Washington Post Continues to Ignore Public's Mood in Virginia

October 4th, 2009 8:40 PM

Is being endorsed by the Washington Post a good thing for a liberal politician looking to win an election in Virginia?

Such is a question gubernatorial candidate Creigh Deeds (D) has got to be currently asking himself.

Having gotten the Post's blessing before the June primary, Deeds spent the entire summer letting the paper do his dirty work only to find himself losing a race that Democrats should easily have run away with.

In retrospect, Deeds should have smelled a rat in the very endorsement the Post penned in May:

Who is the best candidate for Northern Virginia?... In 18 years in the General Assembly, Mr. Deeds has time and again supported measures that might be unpopular with his rural constituency but that are the right thing to do, for Northern Virginia and the state as a whole.

In other words, in the world of the Post, an out-of-touch official who ignores protests in Richmond to please friends inside the beltway is somehow a good thing.

Unfortunately, rural constituents were not amused.

Shocking, I know, but people in the backwoods of southern Virginia seem to be repelled by elitist politicians. In fact, the more they learned about Deeds, the faster he fell in polls. Small local papers noticed that his platform was too vague.

By August, Deeds was in serious trouble, prompting President Obama to campaign for him. Amazingly ignorant of local public sentiment, Obama was in Virginia - on stage with Deeds - when he told conservative critics to stop talking.

Perhaps he trusted the Post to predict how Virginians would react.

The paper soon realized the election was slipping away, so they jumped in to rescue Deeds.
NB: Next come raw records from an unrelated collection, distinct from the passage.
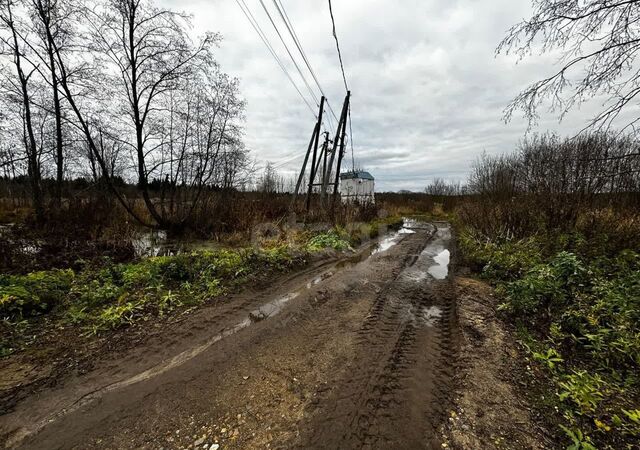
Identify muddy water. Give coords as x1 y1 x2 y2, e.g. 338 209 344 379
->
0 222 455 449
297 222 455 449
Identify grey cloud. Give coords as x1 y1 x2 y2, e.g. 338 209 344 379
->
163 0 632 190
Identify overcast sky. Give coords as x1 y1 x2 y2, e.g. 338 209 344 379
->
162 0 620 191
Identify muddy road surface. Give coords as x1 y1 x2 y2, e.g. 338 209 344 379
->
0 222 458 450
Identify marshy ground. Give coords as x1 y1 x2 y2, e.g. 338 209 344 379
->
0 221 543 449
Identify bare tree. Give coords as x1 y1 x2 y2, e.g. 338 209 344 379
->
497 0 640 135
28 0 75 205
0 0 44 221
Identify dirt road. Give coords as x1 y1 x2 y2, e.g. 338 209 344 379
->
0 222 458 449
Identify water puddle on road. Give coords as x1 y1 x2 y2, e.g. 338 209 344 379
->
372 217 429 255
427 249 451 280
20 224 441 443
402 225 451 283
421 306 442 327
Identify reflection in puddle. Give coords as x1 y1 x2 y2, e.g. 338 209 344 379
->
249 292 300 322
372 217 430 255
428 249 451 280
421 306 442 327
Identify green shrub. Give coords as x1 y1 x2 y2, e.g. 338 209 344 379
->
0 269 75 319
307 230 351 252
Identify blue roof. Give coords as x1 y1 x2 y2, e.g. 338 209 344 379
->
340 170 374 180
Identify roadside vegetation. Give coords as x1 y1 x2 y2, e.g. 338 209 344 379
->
458 134 640 450
0 213 401 356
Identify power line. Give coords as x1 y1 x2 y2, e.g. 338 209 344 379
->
329 0 356 171
260 0 318 104
236 0 317 117
273 0 338 121
329 0 349 91
349 102 356 172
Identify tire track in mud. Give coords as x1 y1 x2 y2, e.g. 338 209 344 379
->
297 225 456 448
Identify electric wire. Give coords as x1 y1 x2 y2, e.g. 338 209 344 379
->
260 0 319 104
273 0 338 125
328 0 355 171
329 0 349 91
236 0 317 118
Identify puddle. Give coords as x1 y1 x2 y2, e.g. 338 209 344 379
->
428 249 451 280
372 217 432 255
131 230 222 258
249 292 300 322
420 306 442 327
13 227 424 443
402 225 451 283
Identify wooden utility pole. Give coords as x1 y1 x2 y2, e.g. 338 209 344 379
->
320 92 351 200
289 97 324 209
332 91 351 207
289 91 351 212
307 95 324 212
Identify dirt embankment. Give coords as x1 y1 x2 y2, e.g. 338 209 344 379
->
0 223 552 450
441 277 562 450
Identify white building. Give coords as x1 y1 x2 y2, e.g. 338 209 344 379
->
340 170 375 203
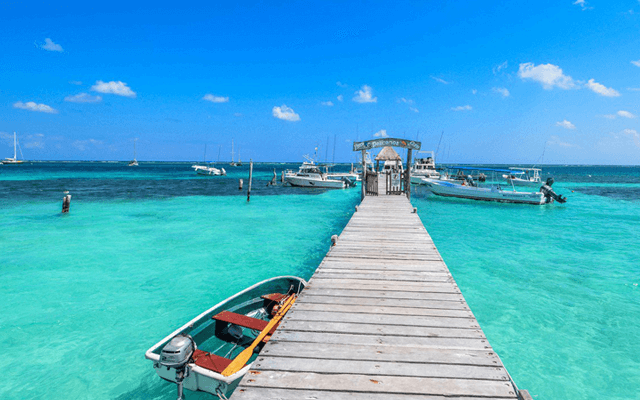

Did they advise him to make a better platform? Admit he would need conservative votes?

Not so much.

Their strategy was simply to attack Republican contender Bob McDonnell. As NewsBusters reported, the Post launched an all-out assault in September.

Again the Post ignored the will of Virginians, and again it backfired.
 
During a campaign full of economic issues, the Post switched tactics to attack McDonnell's social conservatism. A decades-old college thesis he wrote about feminism became a pressing issue to reporters at the Post.

The "controversy" barely caused a sag in the polls, which the paper promoted in hopes it would continue.

But those darn rural voters could not be swayed.

As Election Day nears, thanks to Democrat elitism and the Post's bumbling assistance to his opponent, McDonnell is on path to steal an unlikely win. Yet despite cheerleading Deeds' popularity, the paper now can't be bothered to give McDonnell the same credit.

If this is the best the Post can do in representing Virginia, it's no wonder they can't keep customers.